3 thoughts on “The unusual place I buy my wormer

  1. Excellent write-up, yet again!
    Thanks so much for this. I end up falling “back” onto conventional treatment for various problems that crop up, too. I feel like you have helped me feel less incompetent/inferior for it, since you have incredible, extensive experience. I like how you make a point of first helping their system, with quality food. A good reminder.

    I can’t remember if you have written about how you deal with fleas. If you have, could you direct me to the article?
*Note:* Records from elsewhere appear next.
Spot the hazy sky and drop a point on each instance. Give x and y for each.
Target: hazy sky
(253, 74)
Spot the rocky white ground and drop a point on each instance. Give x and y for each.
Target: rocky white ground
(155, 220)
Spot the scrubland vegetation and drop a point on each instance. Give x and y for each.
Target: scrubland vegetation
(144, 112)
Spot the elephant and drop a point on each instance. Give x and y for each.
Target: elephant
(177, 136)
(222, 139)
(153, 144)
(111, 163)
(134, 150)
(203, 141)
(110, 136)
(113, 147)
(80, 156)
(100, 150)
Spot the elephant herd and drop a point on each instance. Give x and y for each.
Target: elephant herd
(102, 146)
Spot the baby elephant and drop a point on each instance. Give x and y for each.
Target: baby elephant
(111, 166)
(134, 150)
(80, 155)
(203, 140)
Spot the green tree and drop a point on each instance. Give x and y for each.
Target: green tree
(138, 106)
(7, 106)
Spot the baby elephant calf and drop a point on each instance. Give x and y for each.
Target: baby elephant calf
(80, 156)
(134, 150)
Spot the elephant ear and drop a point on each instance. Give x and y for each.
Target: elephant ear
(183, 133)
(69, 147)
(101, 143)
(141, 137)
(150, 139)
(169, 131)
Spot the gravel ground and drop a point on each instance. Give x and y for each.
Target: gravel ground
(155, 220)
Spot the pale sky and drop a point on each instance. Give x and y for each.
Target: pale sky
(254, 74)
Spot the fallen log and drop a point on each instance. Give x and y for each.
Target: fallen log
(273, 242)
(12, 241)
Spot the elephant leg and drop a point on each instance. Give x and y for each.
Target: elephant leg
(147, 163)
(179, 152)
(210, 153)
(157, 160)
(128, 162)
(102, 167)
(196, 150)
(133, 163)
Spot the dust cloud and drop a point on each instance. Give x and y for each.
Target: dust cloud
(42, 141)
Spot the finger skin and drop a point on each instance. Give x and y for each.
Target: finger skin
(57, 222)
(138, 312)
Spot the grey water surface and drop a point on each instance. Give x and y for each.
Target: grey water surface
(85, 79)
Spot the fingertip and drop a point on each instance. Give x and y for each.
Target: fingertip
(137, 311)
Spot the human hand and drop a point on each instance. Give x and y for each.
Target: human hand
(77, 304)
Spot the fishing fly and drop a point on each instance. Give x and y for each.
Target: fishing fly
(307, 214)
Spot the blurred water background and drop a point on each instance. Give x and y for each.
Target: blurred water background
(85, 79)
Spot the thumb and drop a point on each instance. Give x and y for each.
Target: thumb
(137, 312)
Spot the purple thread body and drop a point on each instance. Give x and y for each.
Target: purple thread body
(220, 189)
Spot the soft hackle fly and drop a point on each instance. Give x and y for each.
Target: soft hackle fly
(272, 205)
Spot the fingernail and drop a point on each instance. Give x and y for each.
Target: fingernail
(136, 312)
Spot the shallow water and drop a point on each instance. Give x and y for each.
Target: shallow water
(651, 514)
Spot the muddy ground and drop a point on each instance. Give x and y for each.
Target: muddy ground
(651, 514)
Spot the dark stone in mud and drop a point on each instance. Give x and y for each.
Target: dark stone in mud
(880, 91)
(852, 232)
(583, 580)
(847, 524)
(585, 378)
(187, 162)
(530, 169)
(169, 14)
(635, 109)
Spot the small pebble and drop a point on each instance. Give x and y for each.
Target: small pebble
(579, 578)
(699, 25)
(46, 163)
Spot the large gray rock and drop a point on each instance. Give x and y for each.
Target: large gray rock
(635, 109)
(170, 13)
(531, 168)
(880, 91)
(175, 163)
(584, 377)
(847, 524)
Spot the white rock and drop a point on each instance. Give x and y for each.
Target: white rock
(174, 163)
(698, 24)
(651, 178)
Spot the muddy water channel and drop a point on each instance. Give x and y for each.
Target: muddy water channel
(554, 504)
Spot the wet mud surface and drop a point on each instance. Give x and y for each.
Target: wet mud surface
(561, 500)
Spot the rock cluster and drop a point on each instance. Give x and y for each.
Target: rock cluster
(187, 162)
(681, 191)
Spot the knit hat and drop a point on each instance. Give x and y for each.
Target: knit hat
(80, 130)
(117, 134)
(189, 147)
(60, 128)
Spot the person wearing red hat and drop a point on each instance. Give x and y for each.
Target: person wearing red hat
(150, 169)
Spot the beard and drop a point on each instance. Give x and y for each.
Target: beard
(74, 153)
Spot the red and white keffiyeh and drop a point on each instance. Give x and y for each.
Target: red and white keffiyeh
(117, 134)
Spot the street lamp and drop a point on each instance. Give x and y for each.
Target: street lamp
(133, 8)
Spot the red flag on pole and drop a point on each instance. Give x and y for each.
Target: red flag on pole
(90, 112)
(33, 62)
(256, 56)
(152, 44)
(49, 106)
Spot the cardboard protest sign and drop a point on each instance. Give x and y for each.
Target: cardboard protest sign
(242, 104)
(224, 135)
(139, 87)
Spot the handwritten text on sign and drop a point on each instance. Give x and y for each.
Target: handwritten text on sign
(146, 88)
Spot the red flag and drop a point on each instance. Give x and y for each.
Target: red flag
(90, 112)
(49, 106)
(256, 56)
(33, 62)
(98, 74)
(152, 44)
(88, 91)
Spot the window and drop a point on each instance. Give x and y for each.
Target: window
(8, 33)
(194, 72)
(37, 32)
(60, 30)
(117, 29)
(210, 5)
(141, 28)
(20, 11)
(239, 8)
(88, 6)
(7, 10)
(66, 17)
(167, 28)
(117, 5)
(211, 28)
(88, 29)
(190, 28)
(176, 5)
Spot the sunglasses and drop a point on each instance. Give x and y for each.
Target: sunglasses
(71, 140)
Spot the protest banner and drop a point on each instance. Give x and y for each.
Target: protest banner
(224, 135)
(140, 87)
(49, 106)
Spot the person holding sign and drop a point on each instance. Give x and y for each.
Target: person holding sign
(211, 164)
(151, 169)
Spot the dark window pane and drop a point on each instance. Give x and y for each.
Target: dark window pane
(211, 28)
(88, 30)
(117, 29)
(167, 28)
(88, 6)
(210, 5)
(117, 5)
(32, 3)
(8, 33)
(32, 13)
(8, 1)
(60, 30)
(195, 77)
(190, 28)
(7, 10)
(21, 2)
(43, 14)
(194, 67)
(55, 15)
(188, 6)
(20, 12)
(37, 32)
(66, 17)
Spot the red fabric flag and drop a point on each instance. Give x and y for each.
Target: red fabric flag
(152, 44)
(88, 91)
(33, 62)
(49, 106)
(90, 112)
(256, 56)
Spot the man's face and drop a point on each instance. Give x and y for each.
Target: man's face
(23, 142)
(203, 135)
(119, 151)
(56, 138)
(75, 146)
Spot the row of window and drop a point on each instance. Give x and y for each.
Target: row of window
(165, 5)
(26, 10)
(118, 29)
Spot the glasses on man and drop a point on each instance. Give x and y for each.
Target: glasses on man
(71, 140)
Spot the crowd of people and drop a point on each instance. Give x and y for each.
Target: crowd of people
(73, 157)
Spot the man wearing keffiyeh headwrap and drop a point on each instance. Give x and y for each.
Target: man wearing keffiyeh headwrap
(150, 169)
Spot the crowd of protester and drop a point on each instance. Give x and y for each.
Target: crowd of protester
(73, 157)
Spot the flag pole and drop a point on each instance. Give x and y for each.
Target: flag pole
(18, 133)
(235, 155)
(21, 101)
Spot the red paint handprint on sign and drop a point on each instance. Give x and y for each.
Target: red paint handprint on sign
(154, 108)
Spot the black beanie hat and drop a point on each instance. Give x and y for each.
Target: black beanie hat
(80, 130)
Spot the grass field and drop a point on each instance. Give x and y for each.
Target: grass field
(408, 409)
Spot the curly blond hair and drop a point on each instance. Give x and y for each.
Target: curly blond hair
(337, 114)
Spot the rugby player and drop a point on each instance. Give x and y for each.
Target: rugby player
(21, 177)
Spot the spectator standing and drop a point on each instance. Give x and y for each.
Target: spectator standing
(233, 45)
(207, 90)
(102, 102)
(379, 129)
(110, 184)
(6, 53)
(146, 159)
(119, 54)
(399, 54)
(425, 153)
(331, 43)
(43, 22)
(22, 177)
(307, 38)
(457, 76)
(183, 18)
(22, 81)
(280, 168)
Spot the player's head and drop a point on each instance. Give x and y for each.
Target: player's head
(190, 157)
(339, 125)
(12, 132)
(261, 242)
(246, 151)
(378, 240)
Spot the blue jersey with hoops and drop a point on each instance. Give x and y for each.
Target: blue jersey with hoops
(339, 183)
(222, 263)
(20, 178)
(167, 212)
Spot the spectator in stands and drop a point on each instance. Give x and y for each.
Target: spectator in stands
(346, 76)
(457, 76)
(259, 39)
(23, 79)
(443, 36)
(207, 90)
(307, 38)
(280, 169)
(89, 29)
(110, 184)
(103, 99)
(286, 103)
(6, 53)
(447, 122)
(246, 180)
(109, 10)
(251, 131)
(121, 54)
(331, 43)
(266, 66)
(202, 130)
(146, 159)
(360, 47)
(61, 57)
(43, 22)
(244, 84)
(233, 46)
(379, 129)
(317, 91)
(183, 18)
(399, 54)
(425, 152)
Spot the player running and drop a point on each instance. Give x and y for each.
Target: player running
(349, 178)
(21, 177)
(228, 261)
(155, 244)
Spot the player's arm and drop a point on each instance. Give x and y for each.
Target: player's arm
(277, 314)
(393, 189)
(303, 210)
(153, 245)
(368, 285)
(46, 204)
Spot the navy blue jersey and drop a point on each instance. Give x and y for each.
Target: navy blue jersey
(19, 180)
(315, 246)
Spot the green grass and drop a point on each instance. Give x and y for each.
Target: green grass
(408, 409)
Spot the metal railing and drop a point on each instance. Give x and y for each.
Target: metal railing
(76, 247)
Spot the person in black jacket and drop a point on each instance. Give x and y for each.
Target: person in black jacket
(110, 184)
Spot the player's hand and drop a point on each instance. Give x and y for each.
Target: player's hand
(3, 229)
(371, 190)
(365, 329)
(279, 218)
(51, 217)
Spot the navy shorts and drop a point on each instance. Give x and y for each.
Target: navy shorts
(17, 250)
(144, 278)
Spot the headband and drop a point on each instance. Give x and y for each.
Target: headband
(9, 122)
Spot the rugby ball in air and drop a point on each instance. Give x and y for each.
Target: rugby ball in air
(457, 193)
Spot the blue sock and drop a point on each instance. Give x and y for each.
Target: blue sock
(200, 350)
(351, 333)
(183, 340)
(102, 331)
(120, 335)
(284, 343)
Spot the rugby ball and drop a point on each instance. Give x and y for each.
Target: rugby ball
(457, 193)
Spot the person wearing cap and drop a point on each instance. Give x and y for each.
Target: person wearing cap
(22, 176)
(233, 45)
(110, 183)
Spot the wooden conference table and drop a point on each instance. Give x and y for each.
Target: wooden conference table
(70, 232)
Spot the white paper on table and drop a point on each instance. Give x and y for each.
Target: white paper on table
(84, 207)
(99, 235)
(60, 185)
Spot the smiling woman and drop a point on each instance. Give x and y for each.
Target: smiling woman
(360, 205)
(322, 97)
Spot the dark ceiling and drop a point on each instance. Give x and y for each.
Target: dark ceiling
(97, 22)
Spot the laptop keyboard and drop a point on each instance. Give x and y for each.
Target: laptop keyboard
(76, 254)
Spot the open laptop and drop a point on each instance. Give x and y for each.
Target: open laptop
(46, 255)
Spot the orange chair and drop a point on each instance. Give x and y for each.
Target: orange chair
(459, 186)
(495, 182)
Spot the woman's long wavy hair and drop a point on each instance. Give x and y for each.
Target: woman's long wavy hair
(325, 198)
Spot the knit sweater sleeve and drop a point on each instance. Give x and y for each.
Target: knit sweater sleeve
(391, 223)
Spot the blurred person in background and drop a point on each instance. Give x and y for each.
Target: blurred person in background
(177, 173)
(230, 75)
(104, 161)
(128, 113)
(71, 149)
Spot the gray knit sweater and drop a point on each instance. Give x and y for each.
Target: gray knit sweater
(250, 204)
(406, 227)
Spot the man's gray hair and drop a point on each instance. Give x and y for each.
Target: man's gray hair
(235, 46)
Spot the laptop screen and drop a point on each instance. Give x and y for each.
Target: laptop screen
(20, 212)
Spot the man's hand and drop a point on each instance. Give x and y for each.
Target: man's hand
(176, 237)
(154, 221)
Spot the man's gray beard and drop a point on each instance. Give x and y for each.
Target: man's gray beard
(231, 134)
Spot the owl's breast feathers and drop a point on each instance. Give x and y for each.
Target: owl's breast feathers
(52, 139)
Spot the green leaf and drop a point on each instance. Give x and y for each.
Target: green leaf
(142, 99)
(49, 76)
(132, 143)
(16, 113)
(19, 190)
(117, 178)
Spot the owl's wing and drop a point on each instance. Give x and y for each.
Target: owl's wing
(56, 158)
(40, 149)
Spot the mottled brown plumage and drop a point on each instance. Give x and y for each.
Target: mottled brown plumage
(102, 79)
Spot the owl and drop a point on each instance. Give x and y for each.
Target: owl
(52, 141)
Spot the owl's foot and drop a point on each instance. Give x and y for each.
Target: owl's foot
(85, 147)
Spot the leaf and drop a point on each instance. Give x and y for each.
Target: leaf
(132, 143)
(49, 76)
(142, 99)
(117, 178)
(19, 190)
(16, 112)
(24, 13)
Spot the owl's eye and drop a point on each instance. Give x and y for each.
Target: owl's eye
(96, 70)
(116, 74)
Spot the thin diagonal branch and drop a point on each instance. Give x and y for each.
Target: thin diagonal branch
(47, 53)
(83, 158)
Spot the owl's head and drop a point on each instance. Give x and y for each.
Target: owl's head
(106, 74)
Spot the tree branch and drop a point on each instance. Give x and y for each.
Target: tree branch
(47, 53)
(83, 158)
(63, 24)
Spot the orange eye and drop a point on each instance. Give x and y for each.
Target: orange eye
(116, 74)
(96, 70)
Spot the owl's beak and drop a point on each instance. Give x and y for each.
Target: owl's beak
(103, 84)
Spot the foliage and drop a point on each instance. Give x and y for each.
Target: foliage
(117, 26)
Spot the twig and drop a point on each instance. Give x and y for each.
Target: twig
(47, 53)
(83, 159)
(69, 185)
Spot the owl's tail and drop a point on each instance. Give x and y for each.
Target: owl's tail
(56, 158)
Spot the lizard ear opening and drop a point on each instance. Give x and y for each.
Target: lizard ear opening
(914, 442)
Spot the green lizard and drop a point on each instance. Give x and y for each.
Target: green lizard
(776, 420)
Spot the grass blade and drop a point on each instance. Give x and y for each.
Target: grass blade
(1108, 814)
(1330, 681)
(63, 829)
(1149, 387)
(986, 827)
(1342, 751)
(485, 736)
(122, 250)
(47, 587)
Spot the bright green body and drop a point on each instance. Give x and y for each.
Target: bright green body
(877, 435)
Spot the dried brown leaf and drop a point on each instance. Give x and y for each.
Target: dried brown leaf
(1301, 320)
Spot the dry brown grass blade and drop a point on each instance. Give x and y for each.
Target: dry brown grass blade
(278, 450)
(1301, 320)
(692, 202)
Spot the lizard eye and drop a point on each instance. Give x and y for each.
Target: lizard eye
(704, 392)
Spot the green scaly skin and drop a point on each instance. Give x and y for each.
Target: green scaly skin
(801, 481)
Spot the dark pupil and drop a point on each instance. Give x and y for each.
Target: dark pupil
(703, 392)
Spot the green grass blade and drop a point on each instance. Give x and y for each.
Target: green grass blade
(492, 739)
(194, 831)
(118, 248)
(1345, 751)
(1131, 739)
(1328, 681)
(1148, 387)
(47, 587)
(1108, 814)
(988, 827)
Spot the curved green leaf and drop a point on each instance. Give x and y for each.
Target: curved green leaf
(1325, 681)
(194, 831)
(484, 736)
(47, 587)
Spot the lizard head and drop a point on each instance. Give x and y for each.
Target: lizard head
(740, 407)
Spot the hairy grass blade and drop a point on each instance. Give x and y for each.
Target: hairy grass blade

    1. Thank you for your kind words, Tamara! I’m glad you are finding my posts helpful. 🙂

      I’ve never had a flea problem, but that could be because I have towels and sheets down all over for the animals to lay on that are washed weekly. We also vacuum at least once a week, which from my research, is a big factor in getting rid of fleas. You have to break up the fleas’ reproductive cycle. I wrote about the topic in a post titled “How to get rid of fleas” that doesn’t seem to want to link here for some reason. It’s up under ‘Most Popular Posts’ on the right sidebar.

      I’ve heard Wondercide mentioned a lot in forums and groups for fleas and ticks, but I have no personal experience with any of it. All I can tell you is when I was researching the topic of getting rid of fleas, the “experts” recommended cleaning, cleaning, cleaning and making sure there is no clutter for the fleas to hide in/under/around. Hopefully, you find something that works and you can share it in the comments section on that page to help others. 🙂 Good luck!

      1. So far, when I discover a flea (always on myself) I toss all pet sleeping business into our two freezers. And wipe floors down with vinegar. Crossed fingers this will always work. Otherwise, I will resort to the toxics, but one tube of Advantage will do for four cats (there is plenty of poison in one tube for everybody).